Shaon, que había salido de su ensoñación acerca de una carraca bautizada con su nombre, cogió con brusquedad la bolsa que guardaba al drac, dio un codazo al lobo, y se puso de pie.

—Vamos, Ampolla, Furia —los apremió—. Si no es un espejismo, estaré en su interior dentro de pocos minutos, y me llenaré el estómago con cualquier cosa comestible que encuentre.

La torre estaba construida con suave piedra, un sencillo granito gris. Era grande e imponente, y proyectaba una larga sombra en el camino de los compañeros.

Dhamon calculó que tenía unos ocho o nueve pisos, tal vez más si se extendían hacia abajo, en el subsuelo. ¿Habría estado ahí desde el primer momento y algo les había impedido verla hasta ahora? A pocos metros de la puerta, el guerrero se puso tenso y alzó una mano para que los demás se pararan. Quizás este edificio era el lugar de donde procedían los draconianos azules, los dracs.
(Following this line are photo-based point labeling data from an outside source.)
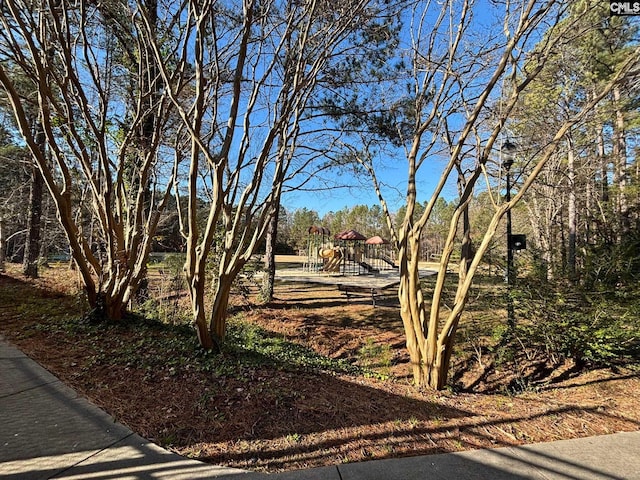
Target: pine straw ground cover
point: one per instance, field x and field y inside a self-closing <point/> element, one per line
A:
<point x="306" y="381"/>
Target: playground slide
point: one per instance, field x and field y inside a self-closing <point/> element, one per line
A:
<point x="386" y="259"/>
<point x="368" y="267"/>
<point x="332" y="259"/>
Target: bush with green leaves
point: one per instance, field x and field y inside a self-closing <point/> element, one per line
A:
<point x="595" y="328"/>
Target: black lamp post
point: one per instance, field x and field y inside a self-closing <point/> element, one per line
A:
<point x="507" y="152"/>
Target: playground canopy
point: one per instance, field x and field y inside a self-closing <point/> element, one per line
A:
<point x="377" y="240"/>
<point x="350" y="235"/>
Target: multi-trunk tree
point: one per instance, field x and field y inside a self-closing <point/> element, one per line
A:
<point x="242" y="90"/>
<point x="454" y="107"/>
<point x="93" y="109"/>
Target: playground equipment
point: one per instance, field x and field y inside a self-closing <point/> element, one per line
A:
<point x="318" y="239"/>
<point x="332" y="258"/>
<point x="347" y="253"/>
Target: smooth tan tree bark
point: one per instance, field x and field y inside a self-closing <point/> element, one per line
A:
<point x="469" y="147"/>
<point x="90" y="130"/>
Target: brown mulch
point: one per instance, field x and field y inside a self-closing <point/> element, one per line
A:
<point x="279" y="418"/>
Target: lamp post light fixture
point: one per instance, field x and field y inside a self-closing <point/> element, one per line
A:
<point x="507" y="154"/>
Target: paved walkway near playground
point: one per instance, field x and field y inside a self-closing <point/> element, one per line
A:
<point x="48" y="431"/>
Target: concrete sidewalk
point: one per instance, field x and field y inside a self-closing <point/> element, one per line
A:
<point x="48" y="431"/>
No se veían huellas en torno a la construcción, pero los dracs volaban y no tenían por qué dejar ninguna.

Entonces la puerta se abrió en silencio y una figura vestida con una túnica plateada apareció en la entrada. La voluminosa capucha ocultaba el rostro en las sombras del embozo, y las mangas colgaban de manera que le tapaban las manos. Lo mismo podía ser un hombre que un fantasma o incluso un drac.
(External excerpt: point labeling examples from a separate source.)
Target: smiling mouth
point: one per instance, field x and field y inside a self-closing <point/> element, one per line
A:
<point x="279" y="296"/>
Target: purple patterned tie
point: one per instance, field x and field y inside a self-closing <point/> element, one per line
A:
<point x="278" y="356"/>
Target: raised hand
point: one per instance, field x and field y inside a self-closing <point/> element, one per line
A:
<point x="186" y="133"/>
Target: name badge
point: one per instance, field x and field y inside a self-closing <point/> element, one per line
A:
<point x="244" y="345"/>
Hizo un ademán invitándolos a entrar, pero Dhamon ordenó a los demás que permanecieran donde estaban.

—Debéis de ser los campeones de Goldmoon —dijo la figura en voz queda y algo rasposa—. Soy el Custodio. Palin está dentro. Os estaba esperando.

—¿Es esto Refugio Solitario? —preguntó Ampolla con excitación. La kender había corrido para alcanzar a sus compañeros de piernas más largas, y ahora se adelantó un paso.

Dhamon observó intensa, suspicazmente, al hombre de túnica plateada.

—Entrad, por favor. No es menester quedarse fuera con este calor. Le diré a Palin que habéis llegado.

—No sé —parloteó Ampolla—. A lo mejor ha matado a Palin. A lo mejor está fingiendo que Palin está ahí. A lo mejor quiere matarnos y lo quiere hacer dentro, donde seguramente estará más fresco. A lo mejor es ya sabéis quién: Tormenta sobre Krynn.